Hi @ptrblck , I have same issue with cuda drivers compatibility with the pytorch version. My cuda drivers is 11.4 and the ones that bundled in PyTorch is 2.0.1+cu117 so it means it is cuda 11.7. I need a suggestion whether should I downgrade my PyTorch version or install the latest cuda version?
I’m using it to train my yolov9 model and I’m running on NVIDIA GeForce RTX 2060 SUPER. The incompatibility caused my model to have RuntimeError even before the the first epoch.
Hi @ptrblck , I wanted to ask a question which I hope you would be able to help with regarding conda, pytorch, and cuda. For the past few days, I’ve been trying to connect my jupyter notebook on google colab to my local runtime and I’ve had issues with trying to use PyTorch with CUDA, getting the error below when I run the code.
However, when I run '!nvidia-smi" to check if I have available GPUs, it shows that there are available GPUs, just that they are not accessible by PyTorch.
Running the notebook on the server is based on my conda environment, in which I installed relevant libraries using this command:
conda install pytorch torchvision torchaudio pytorch-cuda=11.8 cudatoolkit=11.8 cudnn=8.9 -c pytorch -c nvidia
The reason why I specified pytorch-cuda=11.8 is because I saw that it should follow the exact cudatoolkit version, which is 11.8 for the latest conda release and cudnn=8.9 for that specific cudatoolkit version.
Did I miss any steps or is there something that I need to reconfigure?
I added cudatoolkit to the command because I saw a post in StackOverflow of how to use PyTorch with cuda on conda environment. Just now, I tried to create a new Conda environment and used the specific install instructions to start locally: conda install pytorch torchvision torchaudio pytorch-cuda=11.8 -c pytorch -c nvidia
Somehow it still shows the same error as above, as I can’t use PyTorch with CUDA. I didn’t install the CUDA toolkit or anything else beforehand. Assuming all that I did was installing conda and running the above code to install PyTorch and I want to use the resources in a Colab Jupyter notebook, do I need to install the CUDA toolkit beforehand or anything else for CUDA support?

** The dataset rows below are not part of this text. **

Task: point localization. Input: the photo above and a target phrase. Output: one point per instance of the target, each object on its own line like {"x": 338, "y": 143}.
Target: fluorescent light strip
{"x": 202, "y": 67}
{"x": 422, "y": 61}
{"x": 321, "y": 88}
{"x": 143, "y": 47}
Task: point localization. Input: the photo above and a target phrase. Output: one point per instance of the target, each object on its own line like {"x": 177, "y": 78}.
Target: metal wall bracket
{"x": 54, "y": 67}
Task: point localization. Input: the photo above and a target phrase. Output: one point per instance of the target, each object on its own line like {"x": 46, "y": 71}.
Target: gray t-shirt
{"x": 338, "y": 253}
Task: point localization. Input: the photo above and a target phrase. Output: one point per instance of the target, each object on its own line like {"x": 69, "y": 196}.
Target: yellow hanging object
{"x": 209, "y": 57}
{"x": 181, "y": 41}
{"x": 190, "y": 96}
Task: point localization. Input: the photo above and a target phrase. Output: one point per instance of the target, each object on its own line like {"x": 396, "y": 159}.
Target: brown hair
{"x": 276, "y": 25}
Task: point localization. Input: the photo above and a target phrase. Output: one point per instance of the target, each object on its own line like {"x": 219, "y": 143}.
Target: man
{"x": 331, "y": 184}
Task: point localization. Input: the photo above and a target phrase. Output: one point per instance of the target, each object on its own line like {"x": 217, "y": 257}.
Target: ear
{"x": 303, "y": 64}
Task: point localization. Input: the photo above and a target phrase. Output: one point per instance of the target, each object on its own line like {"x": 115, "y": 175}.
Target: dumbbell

Hey there! I’m having trouble setting up cuda in my Visual studio. I was previously able to do it but during testing, i reinstalled PyToch and it caused pytorch to shift back to cpu. I have a rtx 3070ti and I installed Pytorch:torch-2.4.1+cpu-cp312-cp312-win_amd64.whl and the version of my cuda 12.4.1 on a python Python 3.12.5. I added all the environment variables. This screen shot shows you that. However, when I try to check
import torch
print(torch.version)
it says: 2.4.1+cpu
Please help me fix my problem!
Also here is my cuda specifications when i do nvcc --version:
You’ve installed the CPU-only binary and should install a CUDA-enabled one instead. Select the desired CUDA version in our install matrix, copy/paste the command into your terminal, and execute it to install PyTorch with CUDA support.
Your locally installed CUDA toolkit won’t be used as PyTorch binaries ship with their own CUDA runtime dependencies (assuming the CUDA-enabled PyTorch binaries were installed).
@ptrblck I was reading your (super helpful) posts while trying to understand a PyTorch performance issue. I am running inference on A100 with FlanT5 using the transformers library. They take a dependency on the latest torch and I ended up with PyTorch 2.5.1. I realised that my inference was a lot slower on A100 than RTX3090 despite running much larger batch sizes so I downgraded to 1.13.1+cu117. The nvidia driver installed (550.127.05) supports cuda up to 12.4 so that should be fine. However, when I run echo $LD_LIBRARY_PATH | grep cuda I can see the cuda toolkit is 11.4. From your answers above I understand this shouldn’t make a difference, but I’m scratching the head hard to understand why the same code runs a lot slower on 2.5.1 vs 1.13 … Any ideas?
Your locally installed CUDA toolkit won’t be used if you’ve installed the PyTorch binaries as they ship with their own CUDA runtime dependencies. It’s hard to say which part of your code is slower in 2.5.1 compared to 1.13.1 as the former was released on Oct. 29th, 2024 while the latter binary was released on Dec. 15, 2022, so a lot of code has changed. You could profile both runs via e.g. Nsight Systems to narrow down which part of the code is slower.